Terrazas cautioned that investigators “are not treating this as a criminal investigation.”

“But so far we have not ruled anything out. We will examine every angle and track down every lead. The investigation may take weeks or it may take months given the scope of the damage and the amount of potential witnesses and other factors that must be examined,” Terrazas said.

Terrazas urged anyone with information on the case to call the arson hotline number, (213) 893-9850.

Carlos Canino, ATF special agent in charge of the Los Angeles field office, said federal investigators were already sifting through the wreckage of what had been the construction site of the Da Vinci apartment complex at 906 N. Fremont Ave.
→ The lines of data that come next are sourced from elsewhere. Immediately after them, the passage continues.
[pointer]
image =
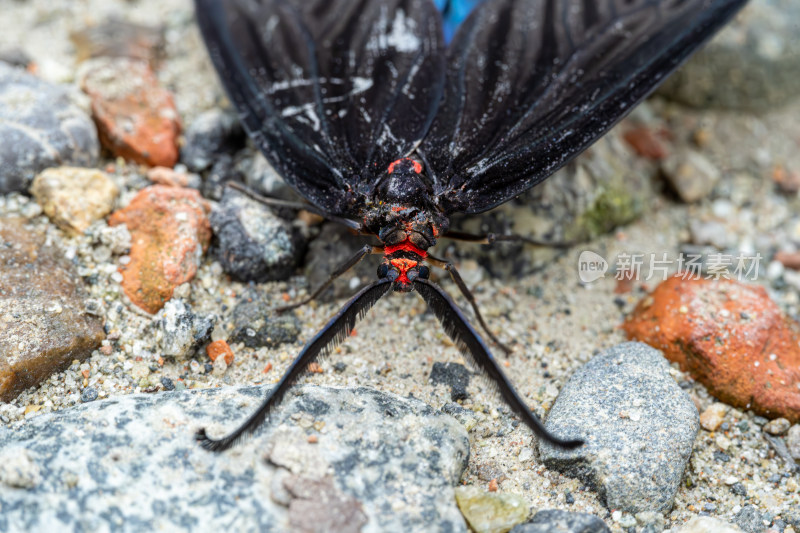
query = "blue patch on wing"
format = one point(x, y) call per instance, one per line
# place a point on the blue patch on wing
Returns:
point(453, 12)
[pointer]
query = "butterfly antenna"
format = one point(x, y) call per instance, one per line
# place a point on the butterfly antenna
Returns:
point(470, 343)
point(334, 332)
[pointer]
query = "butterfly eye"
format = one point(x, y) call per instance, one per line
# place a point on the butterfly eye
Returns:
point(424, 272)
point(383, 270)
point(392, 273)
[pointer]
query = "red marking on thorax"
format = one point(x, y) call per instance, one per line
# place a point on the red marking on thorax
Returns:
point(403, 265)
point(417, 165)
point(406, 246)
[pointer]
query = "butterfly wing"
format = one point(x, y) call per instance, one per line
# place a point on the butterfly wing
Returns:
point(532, 83)
point(329, 90)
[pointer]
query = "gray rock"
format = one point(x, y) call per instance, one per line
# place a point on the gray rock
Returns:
point(40, 127)
point(793, 442)
point(706, 524)
point(691, 174)
point(605, 187)
point(753, 64)
point(333, 246)
point(44, 324)
point(131, 464)
point(253, 244)
point(255, 324)
point(556, 521)
point(222, 171)
point(179, 330)
point(211, 134)
point(777, 426)
point(454, 375)
point(750, 519)
point(638, 424)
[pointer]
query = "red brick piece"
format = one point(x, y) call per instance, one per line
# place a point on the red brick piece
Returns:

“As you can see from the magnitude of this fire, we have some concerns about safety,” Canino said. “So this morning our safety officers did a walk- through, and that’s what they’re doing now. That’s our number one concern is to get everybody on and off the scene as safely as possible.

“Like the chief said, there is no timetable for us. The evidence inside that building is going to dictate how long this is going to go,” Canino said.

“As you can see, it’s a city block burned to the ground. So with that, we’re ‘all-in’ at the ATF LA Field Division on this one. All hands on deck. … like I told the chief, all the resources of ATF are available. If we need to bring people in from all over the country we will. We will spare no expense. We won’t leave a stone unturned in there. We want to get to the bottom of this,” Canino said.

With a major rain storm expected to hit the Southland beginning Thursday, Canino said investigators have “logistics in place” to handle weather-related issues.

“We have things in place … to work in the weather,” Canino said. “The only time we’ll call it off is if it becomes too dangerous for the investigators to work inside, or if there’s lightning. Evidence is in there.”

And Canino noted that the building already has been doused with water by firefighters who worked to extinguish the fire.

“They’ve poured all sorts of water on that fire, so a little more is not going to hurt it,” Canino said.

As the city and federal authorities were speaking to reporters at the corner of North Fremont and West Temple streets — near the site of Monday’s fire — firefighters had to extinguish another flare-up in the rubble.

The inferno destroyed the under-construction building, damaged three high-rise buildings and prompted hours-long freeway closures that affected thousands of commuters. The fire was so hot that it melted freeway signs, and at least 160 plate-glass windows were destroyed in a nearby city-owned building.

Accelerant-sniffing dogs were being deployed as part of the investigation. Arson investigators said they also plan to look at surveillance video from surrounding buildings.

“When we see a fire this well developed … (we think) perhaps it was set,” LAFD Deputy Chief Joseph Castro said earlier this week, noting that flammable liquids are used on construction sites.

The standing buildings that were damaged include a 16-story city-owned building at 221 N. Figueroa St., where three floors sustained fire damage and 14 floors had water damage; a 15-story Los Angeles County Health Department building at 313 N. Figueroa St. which sustained radiant heat damage, including melted blinds and broken glass; and the Los Angeles Department of Water and Power headquarters at 111 N. Hope St.

One of the city-owned towers — the 16-story structure — could be closed for six months, while the other could reopen by Thursday, city officials said. At the county-owned building, some employees were back at their desks today.

Late this morning, the Los Angeles County Department of Public Health Vital Records Office, in the damaged building at 313 N. Figueroa St., reopened, according to the county.

The fire was reported at 1:20 a.m. Monday. The flames could be seen for miles as they consumed an entire city block and sent blazing scaffolding onto the Harbor (110) Freeway.

Terrazas said more than 250 firefighters were deployed to fight the fire.